As discussed in the previous posts, run the Kafka broker and Storm Topology by running the following commands.
./zookeeper-server-start.bat ../../config/zookeeper.properties
./kafka-server-start.bat ../../config/server.properties
./kafka-topics.bat –create –zookeeper localhost:2181 –replication-factor 1 –partitions 2 –topic raw_loan_data_ingest_mariadb
We read the loan data from a csv file and publish it to Kafka topic. Storm topology cleanses the data to remove the invalid records and also scrubs the data with invalid entries. The cleansed data is then ingested by the Spring boot application that connects to the MariaDB and stores the data in loan_details table.

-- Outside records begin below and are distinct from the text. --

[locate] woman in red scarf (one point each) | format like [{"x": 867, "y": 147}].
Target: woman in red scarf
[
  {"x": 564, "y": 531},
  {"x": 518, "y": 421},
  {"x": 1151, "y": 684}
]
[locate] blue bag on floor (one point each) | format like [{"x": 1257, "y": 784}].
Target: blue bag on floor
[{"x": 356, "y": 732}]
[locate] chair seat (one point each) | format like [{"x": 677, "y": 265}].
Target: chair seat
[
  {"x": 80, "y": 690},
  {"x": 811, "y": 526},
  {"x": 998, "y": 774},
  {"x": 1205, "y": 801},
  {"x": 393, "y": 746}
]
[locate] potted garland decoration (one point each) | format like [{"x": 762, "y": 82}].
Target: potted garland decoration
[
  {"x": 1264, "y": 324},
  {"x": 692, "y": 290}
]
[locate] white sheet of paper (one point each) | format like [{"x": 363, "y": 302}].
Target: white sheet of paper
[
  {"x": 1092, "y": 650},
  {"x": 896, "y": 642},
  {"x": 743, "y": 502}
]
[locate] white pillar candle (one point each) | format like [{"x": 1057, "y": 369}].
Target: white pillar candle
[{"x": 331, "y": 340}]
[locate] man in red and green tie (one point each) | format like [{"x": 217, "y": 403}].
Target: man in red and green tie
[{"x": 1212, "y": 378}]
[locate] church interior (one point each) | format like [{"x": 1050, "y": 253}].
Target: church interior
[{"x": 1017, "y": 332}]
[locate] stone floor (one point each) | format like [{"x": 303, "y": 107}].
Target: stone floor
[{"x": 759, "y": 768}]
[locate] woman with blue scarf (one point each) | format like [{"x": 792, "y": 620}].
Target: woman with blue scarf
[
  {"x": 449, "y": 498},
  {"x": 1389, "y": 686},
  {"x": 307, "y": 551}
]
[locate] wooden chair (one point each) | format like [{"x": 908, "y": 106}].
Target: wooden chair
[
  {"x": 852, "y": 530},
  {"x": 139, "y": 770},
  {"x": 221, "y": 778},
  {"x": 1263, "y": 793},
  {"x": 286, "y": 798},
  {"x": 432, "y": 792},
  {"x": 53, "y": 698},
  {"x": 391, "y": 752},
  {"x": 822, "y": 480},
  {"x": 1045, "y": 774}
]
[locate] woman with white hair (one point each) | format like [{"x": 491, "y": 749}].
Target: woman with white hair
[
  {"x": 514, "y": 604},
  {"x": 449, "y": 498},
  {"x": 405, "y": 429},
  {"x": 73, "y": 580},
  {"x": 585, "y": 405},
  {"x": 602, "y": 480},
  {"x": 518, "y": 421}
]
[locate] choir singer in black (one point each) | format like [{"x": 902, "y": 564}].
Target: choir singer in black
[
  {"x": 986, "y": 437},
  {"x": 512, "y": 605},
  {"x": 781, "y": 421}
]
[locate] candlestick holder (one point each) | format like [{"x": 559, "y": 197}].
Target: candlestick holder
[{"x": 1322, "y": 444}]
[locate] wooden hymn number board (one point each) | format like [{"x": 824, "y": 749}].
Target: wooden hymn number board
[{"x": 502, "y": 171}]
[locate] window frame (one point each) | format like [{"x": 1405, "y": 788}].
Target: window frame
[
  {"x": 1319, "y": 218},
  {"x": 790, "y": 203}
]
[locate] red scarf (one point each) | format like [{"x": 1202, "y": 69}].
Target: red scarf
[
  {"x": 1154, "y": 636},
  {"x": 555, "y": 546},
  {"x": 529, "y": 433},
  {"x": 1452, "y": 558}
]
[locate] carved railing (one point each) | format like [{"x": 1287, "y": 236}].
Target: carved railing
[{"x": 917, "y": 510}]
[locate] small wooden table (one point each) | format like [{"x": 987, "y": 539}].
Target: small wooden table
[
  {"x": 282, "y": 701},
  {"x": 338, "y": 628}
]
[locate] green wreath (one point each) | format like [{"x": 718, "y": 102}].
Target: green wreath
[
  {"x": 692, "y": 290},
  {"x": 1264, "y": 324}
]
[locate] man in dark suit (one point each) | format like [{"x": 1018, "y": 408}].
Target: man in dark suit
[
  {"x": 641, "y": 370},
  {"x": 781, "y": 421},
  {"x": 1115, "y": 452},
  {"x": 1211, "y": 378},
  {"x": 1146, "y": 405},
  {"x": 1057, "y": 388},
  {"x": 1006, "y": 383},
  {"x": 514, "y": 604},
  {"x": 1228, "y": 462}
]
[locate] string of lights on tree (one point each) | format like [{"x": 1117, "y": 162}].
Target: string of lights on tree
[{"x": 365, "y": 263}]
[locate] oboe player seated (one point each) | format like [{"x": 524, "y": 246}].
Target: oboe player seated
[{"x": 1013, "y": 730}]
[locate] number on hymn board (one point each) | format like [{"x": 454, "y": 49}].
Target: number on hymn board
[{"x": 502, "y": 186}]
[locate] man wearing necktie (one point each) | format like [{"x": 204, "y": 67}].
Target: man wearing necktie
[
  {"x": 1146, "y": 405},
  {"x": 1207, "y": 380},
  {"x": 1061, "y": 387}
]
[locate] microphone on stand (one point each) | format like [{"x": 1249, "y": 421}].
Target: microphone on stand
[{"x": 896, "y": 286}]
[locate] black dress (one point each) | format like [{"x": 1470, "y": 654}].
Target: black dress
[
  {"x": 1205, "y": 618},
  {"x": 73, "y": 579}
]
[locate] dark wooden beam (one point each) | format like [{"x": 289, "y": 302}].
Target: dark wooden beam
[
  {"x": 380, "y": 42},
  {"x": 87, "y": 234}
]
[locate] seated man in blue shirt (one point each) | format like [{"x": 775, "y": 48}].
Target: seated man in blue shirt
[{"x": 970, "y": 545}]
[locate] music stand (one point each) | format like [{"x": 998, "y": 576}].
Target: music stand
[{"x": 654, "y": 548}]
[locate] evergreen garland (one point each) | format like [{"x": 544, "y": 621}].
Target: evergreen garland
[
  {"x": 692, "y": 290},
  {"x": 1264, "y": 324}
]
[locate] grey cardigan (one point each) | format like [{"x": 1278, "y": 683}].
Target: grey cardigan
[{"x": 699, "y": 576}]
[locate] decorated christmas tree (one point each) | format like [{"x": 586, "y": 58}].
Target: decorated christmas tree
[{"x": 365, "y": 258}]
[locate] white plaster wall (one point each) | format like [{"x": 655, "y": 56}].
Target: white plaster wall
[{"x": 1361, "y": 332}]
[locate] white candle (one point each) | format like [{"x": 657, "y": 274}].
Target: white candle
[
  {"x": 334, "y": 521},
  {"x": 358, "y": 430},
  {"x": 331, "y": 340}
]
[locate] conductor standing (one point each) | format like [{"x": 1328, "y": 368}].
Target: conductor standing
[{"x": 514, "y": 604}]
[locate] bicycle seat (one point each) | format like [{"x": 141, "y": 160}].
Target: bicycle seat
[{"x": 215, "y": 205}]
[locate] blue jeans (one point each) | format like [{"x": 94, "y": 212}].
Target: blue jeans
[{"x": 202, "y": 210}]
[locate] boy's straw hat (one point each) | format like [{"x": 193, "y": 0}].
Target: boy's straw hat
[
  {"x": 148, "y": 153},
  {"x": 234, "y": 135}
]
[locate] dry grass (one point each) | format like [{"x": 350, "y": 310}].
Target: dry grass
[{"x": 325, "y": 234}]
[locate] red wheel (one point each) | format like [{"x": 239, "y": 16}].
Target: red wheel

Kafka Consumer – Spring Boot Application
Run the Spring Boot application by passing following command line arguments to start Kafka Consumer for ingesting cleansed loan records from Topic “raw_loan_data_ingest_mariadb”.
localhost:9092 raw_loan_data_ingest_mariadb
This application uses Spring Data for storing the loan data in MariaDB.
consumerLoanRecords.forEach(conumerRecord -> { LoanDataRecord loanDataRecord = getLoanRecordEntity(conumerRecord.value().toString()); loanRepository.save(loanDataRecord); System.out.println("Saved Record --> " + conumerRecord.key() + " | " + conumerRecord.offset() + " | " + conumerRecord.partition()); });
This application also runs Liquibase scripts to create a loan_details table for storing the loan records.
Loan Data Cleansing Storm Topology
Run the Storm Topology by passing following command line arguments.
localhost:9092 raw_loan_data_in raw_loan_data_ingest_mariadb
For more details, refer to my previous post on Kafka and Storm integration.
This application srubs the loan records and publish valid loan data on Topic “raw_loan_data_ingest_mariadb”.
Loan Data Record Producer
Run the Kafka Producer by passing following command line arguments to read the loan records from the CSV file and publishes them on Topic “raw_loan_data_in”
localhost:9092 raw_loan_data_in C:\bigdata\LoanStats_2017Q2.csv
Data Pipeline Execution
After starting the Kafka Producer, we can see that loan records are streamed through the data pipeline as depicted in the diagram above and finally the data gets stored in MariaDB.
As seen below, some of the consumer record meta-data (Key, Offset and Partition) is printed to the console while the loan records are written to the database.
Finally after all the data is processed and written to the database, we run a SQL query to find the total funded amount in IL state that matches exactly with the amount we calculated by running the Spark streaming application.